Alisha merasa kelelahan ketika ia dan Farhan akhirnya tiba di parkiran klinik bidan Rose. Alisha turun dari motor dan mengusap keringat yang bercucuran di wajahnya. Farhan yang baru melepas helm melihat itu, tampak khawatir melihat Alisha yang terlihat pucat. "Mbak gapapa? Mukanya pucat banget gitu?"

Alisha menggeleng dan berusaha terlihat baik-baik saja, "Mbak gapapa, kok. Kayaknya cuma kecapean aja."

"Capeknya orang hamil itu nggak bisa diremehin, Mbak. Nanti pasti dimarahin sama bu Bidan, kalo tau selama ini kegiatan mbak Alisha banyak banget," cerocos Farhan yang hanya ditanggapi dengan senyuman oleh Alisha.
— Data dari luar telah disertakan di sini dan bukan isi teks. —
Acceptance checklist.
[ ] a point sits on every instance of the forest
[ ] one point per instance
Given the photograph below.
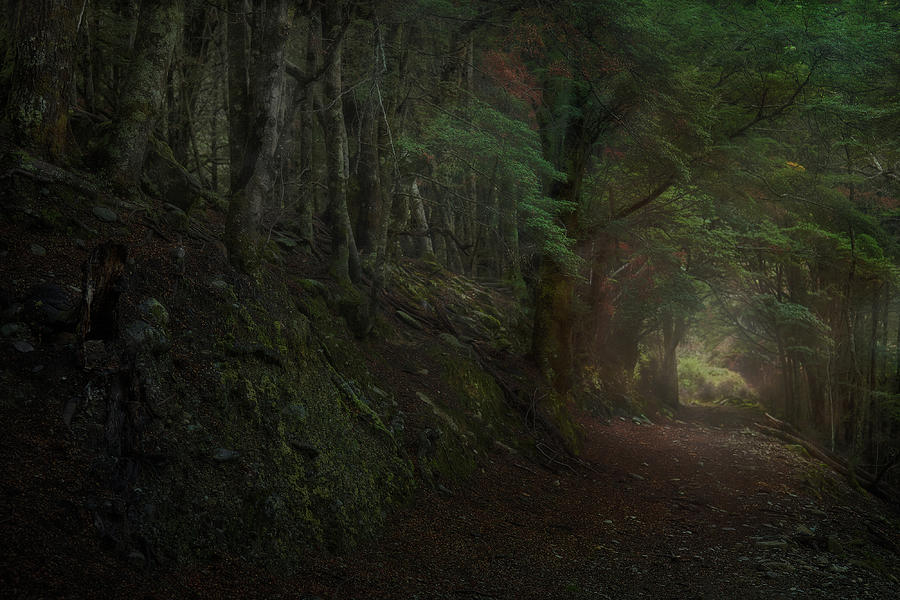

"Mbak masuk dulu sana, aku nunggu di sini," kata Farhan sambil duduk di kursi yang ada di pinggiran parkiran. Alisha mengangguk dan berniat masuk ke klinik.

Alisha belum sempat meninggalkan area parkir, karena saat itu dia lebih dulu berpapasan dengan Surti— tetangga mereka yang sedang hamil besar dan kebetulan baru selesai periksa juga di bidan Rose. Surti yang mengenali Alisha sontak berjalan menghampiri untuk menyapa, "Alisha?"

"Eh, Bu Surti. Baru selesai periksa, Bu?" tanya Alisha basa-basi. Surti pun mengangguk, sambil mengelus perut besarnya. "Iya, bentar lagi lahiran jadi harus sering-sering periksa."

Surti sempat menoleh ke arah Farhan yang duduk tak jauh dari mereka. Melihat itu, Surti menyimpulkan jika Alisha memang diantar oleh adik iparnya itu.

"Kamu udah isi ya?" Tanya Surti sembari mengusap perut Alisha yang belum menunjukkan tanda-tanda kehamilan. Alisha tersenyum tipis. "Alhamdulillah, udah bu."

Namun, senyumnya memudar ketika Surti melontarkan pertanyaan berikutnya. "Kok yang nganter bukan suaminya? Malah adiknya? Emang ini anak siapa?"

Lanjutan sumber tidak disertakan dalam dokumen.